I’d like to personally thank David Kaufman, MD who wrote the below comment on an opinion piece in the New York Times responding to the (American) Institute of Medicine’s (IOM) report on ME/CFS. I don’t know who you are David, only that you are a medical professional, but its too rare that medical professionals speak up in name of ME patients in the dark, stress-inducing pit that is the comments section of the internet.
My illness, ME (also known as Chronic Fatigue Syndrome, or CFS), has had a lot of press in the last few weeks due to a report from the IOM, suggesting a new name (systematic exertion intolerance disease) and a new diagnostic criteria. The report stated that remarkably little funding has been allocated to research into the illness, especially considering how many people suffer from it. Something sufferers know all to well.
On the back of this, both the New York Times and Washington Post published opinion pieces from a patient perspective (a cause for celebration in itself).
This has led to many many medical professionals commenting on the articles, reiterating old myths that this disease is actually psychological in nature and that we are lazy, work-shy malingerers. (From experience, doctors who take this viewpoint, tend to also have a “pull your socks up and get on with it” mentality when it comes to ME, which isn’t helpful for any mental health condition I’m aware of either)
They cite the fact there is no one distinct biological test for this illness as proof. They ignore that not enough research has been done to find such a test, and that numerous biological abnormalities have been found in the research that has been done so far.

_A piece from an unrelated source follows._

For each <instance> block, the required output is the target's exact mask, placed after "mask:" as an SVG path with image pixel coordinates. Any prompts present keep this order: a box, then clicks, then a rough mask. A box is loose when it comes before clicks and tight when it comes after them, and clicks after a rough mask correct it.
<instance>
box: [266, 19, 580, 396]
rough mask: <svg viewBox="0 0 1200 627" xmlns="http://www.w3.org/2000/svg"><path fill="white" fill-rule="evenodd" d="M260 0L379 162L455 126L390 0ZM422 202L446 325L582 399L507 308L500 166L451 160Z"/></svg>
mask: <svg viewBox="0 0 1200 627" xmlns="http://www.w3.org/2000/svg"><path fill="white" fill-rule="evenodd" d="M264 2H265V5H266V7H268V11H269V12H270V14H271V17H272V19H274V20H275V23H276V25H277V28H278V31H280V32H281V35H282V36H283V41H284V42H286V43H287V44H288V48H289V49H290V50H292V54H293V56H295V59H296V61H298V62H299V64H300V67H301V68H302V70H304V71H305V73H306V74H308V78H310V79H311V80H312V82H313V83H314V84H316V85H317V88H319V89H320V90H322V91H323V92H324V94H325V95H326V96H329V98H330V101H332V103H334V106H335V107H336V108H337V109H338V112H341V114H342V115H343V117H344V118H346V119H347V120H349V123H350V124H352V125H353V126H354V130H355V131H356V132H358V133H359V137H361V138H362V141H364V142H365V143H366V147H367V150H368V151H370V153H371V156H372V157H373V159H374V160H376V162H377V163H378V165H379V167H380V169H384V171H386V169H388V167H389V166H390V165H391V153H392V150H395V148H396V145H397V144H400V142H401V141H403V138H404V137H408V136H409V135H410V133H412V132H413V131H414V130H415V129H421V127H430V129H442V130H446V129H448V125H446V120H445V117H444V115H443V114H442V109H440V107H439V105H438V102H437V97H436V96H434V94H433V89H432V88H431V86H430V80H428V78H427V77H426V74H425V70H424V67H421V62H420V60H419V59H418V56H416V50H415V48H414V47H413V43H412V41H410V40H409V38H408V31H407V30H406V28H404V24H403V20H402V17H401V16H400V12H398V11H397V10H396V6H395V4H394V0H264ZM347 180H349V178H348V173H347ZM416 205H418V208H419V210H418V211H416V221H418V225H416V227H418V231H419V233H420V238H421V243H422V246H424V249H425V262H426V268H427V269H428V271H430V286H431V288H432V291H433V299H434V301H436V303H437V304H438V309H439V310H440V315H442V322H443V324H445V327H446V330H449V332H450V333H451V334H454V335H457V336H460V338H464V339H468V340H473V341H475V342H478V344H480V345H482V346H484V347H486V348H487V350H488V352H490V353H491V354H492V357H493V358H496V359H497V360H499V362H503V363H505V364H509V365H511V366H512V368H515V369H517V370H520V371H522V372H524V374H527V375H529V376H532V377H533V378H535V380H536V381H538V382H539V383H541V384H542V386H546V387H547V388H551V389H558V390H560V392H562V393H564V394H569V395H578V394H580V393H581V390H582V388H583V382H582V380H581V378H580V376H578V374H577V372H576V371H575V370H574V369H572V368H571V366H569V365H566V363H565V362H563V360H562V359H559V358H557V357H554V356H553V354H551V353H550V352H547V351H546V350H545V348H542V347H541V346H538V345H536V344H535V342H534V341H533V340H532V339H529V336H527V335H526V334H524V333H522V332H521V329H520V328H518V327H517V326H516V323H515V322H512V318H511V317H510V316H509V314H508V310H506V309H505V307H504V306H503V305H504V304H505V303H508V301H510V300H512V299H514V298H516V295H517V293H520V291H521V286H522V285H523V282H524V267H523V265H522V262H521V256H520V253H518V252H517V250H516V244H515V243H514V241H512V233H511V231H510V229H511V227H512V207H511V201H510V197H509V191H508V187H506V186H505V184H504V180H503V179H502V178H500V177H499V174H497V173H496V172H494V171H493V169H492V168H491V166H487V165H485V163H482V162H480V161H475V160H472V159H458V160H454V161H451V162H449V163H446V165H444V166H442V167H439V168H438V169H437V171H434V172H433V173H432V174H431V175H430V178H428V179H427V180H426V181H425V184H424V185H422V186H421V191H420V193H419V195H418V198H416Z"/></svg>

Yes, many of these studies need repeating and on a larger scale, but no-one is funding that. Two of the most promising bits of research into this disease, a study looking for links between the microbiome in the stomach and ME/CFS led by Dr Ian Lipkin, and a UK-based trial into the immunotherapy drug Rituximab, repeating a trial in Norway, (which found 67% of ME/CFS patients had moderate to major improvement on it, compared to only 13% of controls) are only happening because they have been crowd funded, I.e. Patients and their loved ones are having to pay for their own research.
So, it is nice, for once, to see a comment like this speaking from a medical viewpoint supporting the patients. I’m not sure I like the name Systematic Exertion Intolerance Disease, but I am hopeful the IOM report will lead to a boost in funding in the USA, which may give everyone the answers they are looking for.